Olhei para a pilha. Umas 200 garrafas ao menos do meu ano.

“Señor, te gusto el vino?”

Eu não sabia responder. A viagem, as vinhas, a adega, os olhos que não podiam ver... tudo rodava na minha cabeça.

Tomei mais um gole, me concentrei o máximo que pude. Era realmente ótimo.

“Si, señor, es excelente.”

“Toma algunas botellas para ti.”

Pedi o preço. Me negou a venda. Fui até a pilha, peguei duas garrafas. Perguntei se era muito.

“No señor, eres um hombre correcto. Dos esta bien.”

Me pediu pra sentar e beber o resto da garrafa com ele.

“Mira los anõs de 90 y despues.”

Olhei para as pilhas de 1990 em diante. Pouquíssimas garrafas.

Tomei coragem e perguntei como ele produzia os vinhos.

“Yo y el niñito.”

Uma senhora gritou algo de cima da escada.
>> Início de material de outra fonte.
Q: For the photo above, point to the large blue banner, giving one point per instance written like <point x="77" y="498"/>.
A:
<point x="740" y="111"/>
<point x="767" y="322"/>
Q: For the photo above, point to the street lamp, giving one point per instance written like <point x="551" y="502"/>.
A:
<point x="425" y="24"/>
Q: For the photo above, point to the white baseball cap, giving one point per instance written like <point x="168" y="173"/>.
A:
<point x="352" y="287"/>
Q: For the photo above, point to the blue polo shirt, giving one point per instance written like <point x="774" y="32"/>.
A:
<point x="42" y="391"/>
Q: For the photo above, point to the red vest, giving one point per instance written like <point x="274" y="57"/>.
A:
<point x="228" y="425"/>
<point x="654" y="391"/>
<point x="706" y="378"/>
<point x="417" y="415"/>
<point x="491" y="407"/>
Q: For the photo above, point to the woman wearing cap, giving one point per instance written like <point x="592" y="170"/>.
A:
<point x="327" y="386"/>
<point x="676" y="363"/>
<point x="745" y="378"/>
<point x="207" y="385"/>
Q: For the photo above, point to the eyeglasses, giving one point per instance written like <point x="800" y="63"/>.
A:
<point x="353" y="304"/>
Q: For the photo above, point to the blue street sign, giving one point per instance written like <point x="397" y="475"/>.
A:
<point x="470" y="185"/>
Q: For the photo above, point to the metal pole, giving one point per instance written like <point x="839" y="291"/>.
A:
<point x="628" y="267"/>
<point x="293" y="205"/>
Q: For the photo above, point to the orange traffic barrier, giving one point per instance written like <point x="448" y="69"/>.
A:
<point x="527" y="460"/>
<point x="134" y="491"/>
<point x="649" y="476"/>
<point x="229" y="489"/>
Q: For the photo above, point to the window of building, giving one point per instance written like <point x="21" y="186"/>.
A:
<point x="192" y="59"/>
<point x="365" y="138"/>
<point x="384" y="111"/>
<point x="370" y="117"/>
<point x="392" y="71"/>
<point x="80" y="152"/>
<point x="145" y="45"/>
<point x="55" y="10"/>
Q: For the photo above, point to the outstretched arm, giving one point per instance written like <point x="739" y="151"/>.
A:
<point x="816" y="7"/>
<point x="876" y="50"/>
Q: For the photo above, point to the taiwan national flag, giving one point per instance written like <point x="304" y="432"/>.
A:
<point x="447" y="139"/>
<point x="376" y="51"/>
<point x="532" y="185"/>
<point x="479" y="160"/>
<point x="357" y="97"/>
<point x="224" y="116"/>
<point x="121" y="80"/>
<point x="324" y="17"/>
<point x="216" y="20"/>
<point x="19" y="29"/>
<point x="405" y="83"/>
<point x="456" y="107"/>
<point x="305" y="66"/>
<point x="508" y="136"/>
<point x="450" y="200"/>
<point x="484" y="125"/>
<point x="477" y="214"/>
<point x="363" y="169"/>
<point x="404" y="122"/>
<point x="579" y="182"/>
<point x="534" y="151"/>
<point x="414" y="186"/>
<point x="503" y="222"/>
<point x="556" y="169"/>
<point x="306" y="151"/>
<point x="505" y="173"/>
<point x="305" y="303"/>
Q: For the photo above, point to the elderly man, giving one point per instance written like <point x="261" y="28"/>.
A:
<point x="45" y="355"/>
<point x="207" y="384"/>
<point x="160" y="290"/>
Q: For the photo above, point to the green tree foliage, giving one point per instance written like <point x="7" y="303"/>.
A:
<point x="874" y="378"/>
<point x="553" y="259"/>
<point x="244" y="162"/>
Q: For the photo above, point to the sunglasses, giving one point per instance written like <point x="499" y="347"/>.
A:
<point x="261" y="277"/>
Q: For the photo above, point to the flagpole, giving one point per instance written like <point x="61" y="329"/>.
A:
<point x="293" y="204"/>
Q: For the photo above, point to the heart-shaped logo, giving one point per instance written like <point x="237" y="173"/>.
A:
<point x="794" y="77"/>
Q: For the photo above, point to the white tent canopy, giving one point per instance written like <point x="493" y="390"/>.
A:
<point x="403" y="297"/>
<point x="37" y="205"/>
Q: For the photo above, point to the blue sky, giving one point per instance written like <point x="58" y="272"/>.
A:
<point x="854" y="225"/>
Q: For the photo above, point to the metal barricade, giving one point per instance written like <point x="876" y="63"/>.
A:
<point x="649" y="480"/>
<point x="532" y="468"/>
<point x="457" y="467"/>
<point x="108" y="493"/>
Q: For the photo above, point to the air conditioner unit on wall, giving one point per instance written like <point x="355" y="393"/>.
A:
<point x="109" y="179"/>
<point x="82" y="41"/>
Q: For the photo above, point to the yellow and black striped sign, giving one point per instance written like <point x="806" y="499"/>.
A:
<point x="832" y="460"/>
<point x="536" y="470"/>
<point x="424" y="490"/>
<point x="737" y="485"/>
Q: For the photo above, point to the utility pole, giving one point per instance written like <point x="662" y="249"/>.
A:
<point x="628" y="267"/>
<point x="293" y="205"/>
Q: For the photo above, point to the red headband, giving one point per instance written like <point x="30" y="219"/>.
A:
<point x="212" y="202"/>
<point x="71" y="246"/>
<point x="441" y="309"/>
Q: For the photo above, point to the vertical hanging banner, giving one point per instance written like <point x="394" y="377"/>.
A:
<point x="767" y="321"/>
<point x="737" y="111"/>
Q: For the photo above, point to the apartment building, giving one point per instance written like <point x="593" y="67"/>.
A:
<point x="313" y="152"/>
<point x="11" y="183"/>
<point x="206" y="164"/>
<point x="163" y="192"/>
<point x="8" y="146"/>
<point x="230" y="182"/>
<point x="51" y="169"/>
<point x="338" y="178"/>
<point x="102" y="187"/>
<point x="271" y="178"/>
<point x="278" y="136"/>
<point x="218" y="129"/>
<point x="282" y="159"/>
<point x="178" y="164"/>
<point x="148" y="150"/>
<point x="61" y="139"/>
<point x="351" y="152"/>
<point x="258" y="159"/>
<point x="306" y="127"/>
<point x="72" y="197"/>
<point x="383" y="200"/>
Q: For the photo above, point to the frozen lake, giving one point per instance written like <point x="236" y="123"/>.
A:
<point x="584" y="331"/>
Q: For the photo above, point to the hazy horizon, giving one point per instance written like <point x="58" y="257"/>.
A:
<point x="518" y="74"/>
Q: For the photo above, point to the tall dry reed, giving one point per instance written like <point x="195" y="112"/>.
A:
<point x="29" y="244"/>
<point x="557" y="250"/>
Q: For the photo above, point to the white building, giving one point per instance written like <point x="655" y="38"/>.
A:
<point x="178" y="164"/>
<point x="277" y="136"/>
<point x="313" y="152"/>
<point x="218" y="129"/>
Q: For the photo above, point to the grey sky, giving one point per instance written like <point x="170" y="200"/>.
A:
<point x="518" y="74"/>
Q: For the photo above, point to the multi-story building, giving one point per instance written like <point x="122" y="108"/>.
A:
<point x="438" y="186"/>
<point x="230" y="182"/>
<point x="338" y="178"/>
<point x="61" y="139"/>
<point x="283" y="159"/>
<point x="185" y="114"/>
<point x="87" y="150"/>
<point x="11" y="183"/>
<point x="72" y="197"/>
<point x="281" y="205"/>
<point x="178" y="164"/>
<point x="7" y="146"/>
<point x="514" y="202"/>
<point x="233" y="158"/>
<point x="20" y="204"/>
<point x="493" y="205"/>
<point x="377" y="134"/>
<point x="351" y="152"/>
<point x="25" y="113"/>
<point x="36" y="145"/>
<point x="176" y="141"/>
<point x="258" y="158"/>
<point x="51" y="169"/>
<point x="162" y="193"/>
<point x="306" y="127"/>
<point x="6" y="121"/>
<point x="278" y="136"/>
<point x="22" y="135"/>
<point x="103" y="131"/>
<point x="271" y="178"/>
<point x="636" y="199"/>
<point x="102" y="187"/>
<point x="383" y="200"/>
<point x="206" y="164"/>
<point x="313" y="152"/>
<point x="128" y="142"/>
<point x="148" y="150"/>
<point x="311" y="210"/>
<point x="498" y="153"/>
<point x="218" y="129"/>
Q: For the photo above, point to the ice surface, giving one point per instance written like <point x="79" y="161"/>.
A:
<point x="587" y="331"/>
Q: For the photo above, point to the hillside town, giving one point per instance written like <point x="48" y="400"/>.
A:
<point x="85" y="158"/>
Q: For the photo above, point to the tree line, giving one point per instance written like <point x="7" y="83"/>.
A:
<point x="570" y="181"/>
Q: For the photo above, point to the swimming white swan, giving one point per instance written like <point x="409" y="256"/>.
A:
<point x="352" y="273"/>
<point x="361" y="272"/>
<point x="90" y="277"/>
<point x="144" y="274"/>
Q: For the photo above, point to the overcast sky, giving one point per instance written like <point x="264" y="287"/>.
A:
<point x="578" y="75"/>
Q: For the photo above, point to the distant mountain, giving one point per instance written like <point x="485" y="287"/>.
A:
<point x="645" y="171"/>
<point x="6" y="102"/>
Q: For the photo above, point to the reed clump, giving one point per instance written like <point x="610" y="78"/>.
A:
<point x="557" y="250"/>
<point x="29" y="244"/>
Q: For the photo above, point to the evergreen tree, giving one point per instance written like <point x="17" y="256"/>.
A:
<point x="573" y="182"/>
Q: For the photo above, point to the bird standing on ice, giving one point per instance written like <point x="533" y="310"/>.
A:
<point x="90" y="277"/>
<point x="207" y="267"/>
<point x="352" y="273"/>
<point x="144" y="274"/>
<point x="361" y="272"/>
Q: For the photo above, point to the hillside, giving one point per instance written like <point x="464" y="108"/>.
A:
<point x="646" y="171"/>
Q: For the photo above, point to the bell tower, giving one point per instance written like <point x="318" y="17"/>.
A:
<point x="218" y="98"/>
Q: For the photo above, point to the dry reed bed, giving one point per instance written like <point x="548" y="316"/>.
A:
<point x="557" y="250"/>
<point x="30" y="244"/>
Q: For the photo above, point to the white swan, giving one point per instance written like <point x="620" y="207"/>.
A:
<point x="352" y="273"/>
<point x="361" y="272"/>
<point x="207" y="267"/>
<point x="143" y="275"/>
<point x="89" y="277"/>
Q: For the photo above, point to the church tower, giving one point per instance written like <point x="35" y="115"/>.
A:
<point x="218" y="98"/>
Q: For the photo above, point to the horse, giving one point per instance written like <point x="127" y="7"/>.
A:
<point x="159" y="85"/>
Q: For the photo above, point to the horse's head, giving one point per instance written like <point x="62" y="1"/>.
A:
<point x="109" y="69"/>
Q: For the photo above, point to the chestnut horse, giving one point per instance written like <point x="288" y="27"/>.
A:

Desceu e nos encontrou nas banquetas.

Me sorriu, voltou pra cima, apareceu de novo com um pão cor de palha, redondo.

“Estaras conosco por esta noche?” - me perguntou.

O velho parou para me ouvir responder.

Disse que se pudesse pagar pelo pão, estaria.

Ela sorriu, e disse que iria começar a preparar o jantar.

“Hoy se paga por tudo, señor” – me disse o velho. “Quedate conosco esta noche, nos hablara de Curitiba e de tu vida en Brasil...”

No jantar, comemos o resto do pão com o resto da garrafa que abrimos.

A esposa nos trouxe uma bela sopa, grossa, com pedaços de carneiro dentro.

Pela manhã, passeei com o velho pelas vinhas rachadas, grossas, de poucas folhas e poucos brotos.

Ao meio dia, me despedi.

Com duas garrafas na bagagem.

Do vinho que, não sendo o melhor do mundo, era o melhor do mundo.


Elmo Dias é advogado civilista, presidente da Afavep, pescador, tenista, enófilo e cronista nas horas vagas (bem vagas)

3 comentários:

Emerson disse...

Realmente uma história que emociona....mas a pergunta que todos que estão lendo este post: Onde fica esta este lugar mágico? Abraços.

Unknown disse...

Elmo, isto é ficção?
No caso de ser realidade conte-me o lugar. Também sou de 1972 e pelo visto ainda restam 198 garrafas por lá... Parabéns pela história!

Fabrício Teno Braga
Araçatuba-SP
fteno@terra.com.br

Flávia Baxhix disse...

Olá Elmo... outra crônica, tão poética quanto a "Um Barca Velha Apaixonado"!
Quem dera o mundo pudesse contar com mais pessoas como esse distinto senhor de seu texto, que preza pelos seus valores e cultua a verdadeira magia do vinho!
Parabéns pela desenvoltura literária!